I am not certain if it meets your requirements – but فرنود should work somehow (since there's no context there).


----------



## PersoLatin

marrish said:


> I am not certain if it meets your requirements – but فرنود should work somehow (since there's no context there).



Sorry, have I broken the very rule I have complained about, myself.

e.g. تو این رفتار را چگونه توجیه میکنی؟/how do you justify this behaviour?

توجیه can also mean “explain” but  I want to know about the justification sense of it. Another variation is موجه, as in عذرش موجه است/his excuse/reason is justified/justifiable/legitimate.

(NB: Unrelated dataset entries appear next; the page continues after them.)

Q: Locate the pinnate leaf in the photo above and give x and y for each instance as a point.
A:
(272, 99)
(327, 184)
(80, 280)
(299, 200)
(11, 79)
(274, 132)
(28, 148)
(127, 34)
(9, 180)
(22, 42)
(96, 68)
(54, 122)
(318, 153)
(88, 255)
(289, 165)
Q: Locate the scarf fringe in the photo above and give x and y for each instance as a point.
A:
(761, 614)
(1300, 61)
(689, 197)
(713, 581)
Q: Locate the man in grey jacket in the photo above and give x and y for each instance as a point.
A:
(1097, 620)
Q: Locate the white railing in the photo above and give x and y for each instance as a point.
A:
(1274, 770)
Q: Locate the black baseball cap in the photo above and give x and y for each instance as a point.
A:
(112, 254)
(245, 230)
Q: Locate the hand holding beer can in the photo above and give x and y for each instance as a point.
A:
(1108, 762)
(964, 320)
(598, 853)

فرنود would work if the question asks for the “reason” for behaving in that way.


----------



## Qureshpor

PersoLatin said:


> Sorry, have I broken the very rule I have complained about, myself.
> 
> e.g. تو این رفتار را چگونه توجیه میکنی؟/how do you justify this behaviour?
> 
> توجیه can also mean “explain” but  I want to know about the justification sense of it. Another variation is موجه, as in عذرش موجه است/his excuse/reason is justified/justifiable/legitimate.
> 
> فرنود would work if the question asks for the “reason” for behaving in that way.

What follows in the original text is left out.